Outra causa de nossa inação diante do evidente desprestígio da função docente na UFSC me parece estar no fato de que, sobretudo nas Humanidades, introduzimos no debate público um relativismo e um culturalismo (desconstrução de –ismos como o eurocentrismo, o racismo, o sexismo, etc.) que agora retornam sobre a instituição sob a forma grotesca e caricatural de um moralismo agressivo que reserva adjetivos desairosos, cancelamentos e intimidação para cada mínimo ato que escape ou simplesmente pareça escapar aos novos cânones comportamentais: apresentar, por exemplo, uma bibliografia sobre períodos literários em que negros e mulheres não estavam representados é considerado uma violência (isso aconteceu a um colega de departamento); dizer que professores e TAES devem ser chamados de professores e TAEs, em vez de servidores, é elitismo (isso aconteceu comigo na lista de Whatsapp dos diretores de centro); citar Shakespeare e outros clássicos ocidentais é incorrer em crime de eurocentrismo (isso também aconteceu a mim na lista de diretores do Whatsapp); submeter um aluno negro ao que a lei exige para todos é racismo (isso aconteceu a uma professora e uma coordenadora de curso no CCE); chamar a atenção para a crise de manutenção predial na UFSC é negligenciar a crise das mulheres negras estupradas (isso foi o que ouvi publicamente da vice-reitora quando usei o termo crise para designar a incapacidade atual da instituição de responder ao estado de penúria em que nossas instalações se encontram).
A terceira causa diz respeito à psicologia de nossos tempos: em um período marcado por uma esfera pública em frangalhos e um questionamento radical e indiscriminado de tudo que recenda remotamente à tradição ocidental, as pessoas, ao contrário do que preconizam nossas ilusões libertárias, não se sentem livres.

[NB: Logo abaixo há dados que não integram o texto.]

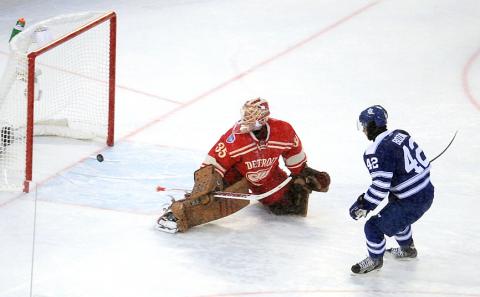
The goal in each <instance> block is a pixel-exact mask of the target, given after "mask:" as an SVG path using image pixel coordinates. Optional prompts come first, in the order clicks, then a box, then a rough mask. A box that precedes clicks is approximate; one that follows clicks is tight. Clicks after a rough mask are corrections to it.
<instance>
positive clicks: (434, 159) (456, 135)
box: [430, 130, 458, 163]
mask: <svg viewBox="0 0 480 297" xmlns="http://www.w3.org/2000/svg"><path fill="white" fill-rule="evenodd" d="M457 133H458V130H457V131H455V134H454V135H453V137H452V140H450V142H449V143H448V145H447V147H446V148H444V149H443V151H442V152H441V153H440V154H438V155H437V156H436V157H435V158H433V159H432V160H431V161H430V163H432V162H433V161H435V160H436V159H438V158H439V157H440V156H441V155H443V153H445V152H446V151H447V149H448V148H449V147H450V146H451V145H452V143H453V141H454V140H455V137H457Z"/></svg>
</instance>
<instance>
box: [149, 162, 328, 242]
mask: <svg viewBox="0 0 480 297" xmlns="http://www.w3.org/2000/svg"><path fill="white" fill-rule="evenodd" d="M194 180H195V184H194V187H193V189H192V192H191V193H190V194H187V195H185V198H184V199H182V200H178V201H173V202H172V203H171V204H170V205H169V206H168V207H167V208H166V209H165V210H164V213H163V214H162V215H161V216H160V217H159V219H158V220H157V229H159V230H161V231H165V232H169V233H176V232H185V231H187V230H188V229H190V228H191V227H194V226H197V225H201V224H205V223H208V222H211V221H214V220H217V219H220V218H223V217H226V216H228V215H231V214H233V213H235V212H237V211H239V210H240V209H242V208H244V207H245V206H247V205H248V204H249V201H248V200H243V199H233V198H218V197H214V192H215V191H225V192H234V193H248V192H249V184H248V182H247V180H246V179H245V178H242V179H240V180H239V181H237V182H235V183H233V184H232V185H226V184H225V181H224V180H223V179H222V177H221V176H220V175H219V174H218V173H217V172H216V171H215V168H214V166H212V165H207V166H205V167H202V168H200V169H198V170H197V171H196V172H195V173H194ZM329 185H330V177H329V175H328V174H327V173H326V172H319V171H316V170H314V169H312V168H309V167H305V168H304V169H303V170H302V171H301V173H300V174H299V175H297V176H293V178H292V180H291V182H290V183H288V184H287V186H286V187H285V188H283V189H279V191H283V192H284V194H283V198H282V199H281V200H280V201H278V202H276V203H274V204H270V205H267V207H268V208H269V209H270V210H271V212H272V213H274V214H276V215H300V216H306V215H307V211H308V198H309V195H310V193H311V192H312V191H318V192H327V191H328V187H329ZM260 202H262V200H260Z"/></svg>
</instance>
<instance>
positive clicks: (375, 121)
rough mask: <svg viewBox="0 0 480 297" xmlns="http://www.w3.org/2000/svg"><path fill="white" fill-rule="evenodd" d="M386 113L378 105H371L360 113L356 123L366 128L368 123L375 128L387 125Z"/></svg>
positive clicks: (384, 110)
mask: <svg viewBox="0 0 480 297" xmlns="http://www.w3.org/2000/svg"><path fill="white" fill-rule="evenodd" d="M387 119H388V113H387V111H386V110H385V108H383V107H382V106H380V105H373V106H370V107H369V108H367V109H365V110H364V111H362V112H361V113H360V116H359V117H358V121H359V122H360V124H362V126H363V127H367V126H368V124H369V123H371V122H374V123H375V126H376V127H382V126H386V125H387Z"/></svg>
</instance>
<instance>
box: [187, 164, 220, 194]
mask: <svg viewBox="0 0 480 297" xmlns="http://www.w3.org/2000/svg"><path fill="white" fill-rule="evenodd" d="M194 181H195V184H194V185H193V189H192V192H191V194H190V197H189V198H190V199H198V198H200V197H203V196H205V195H207V194H209V193H211V192H213V191H221V190H222V189H223V181H222V177H221V176H220V174H218V172H216V171H215V167H214V166H213V165H207V166H205V167H202V168H200V169H198V170H197V171H195V173H194ZM206 198H208V197H206ZM208 200H209V199H207V202H208Z"/></svg>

Sentem-se perdidas. E quando se está perdido, tudo que resta para nos sustentar subjetivamente é aprovação do outro, o amor do outro – de qualquer outro, bem entendido.
O que parece empatia, simpatia e compreensão é, na verdade, angústia de se indispor com o próximo, complacência, incapacidade de lidar com tensões e contradições próprias da vida social. Não se quer perder o amor do outro, não porque se o ame verdadeiramente, mas porque não se suporta viver sem ser amado até por quem não deu qualquer prova de mereça a nossa consideração. Narcissisme oblige.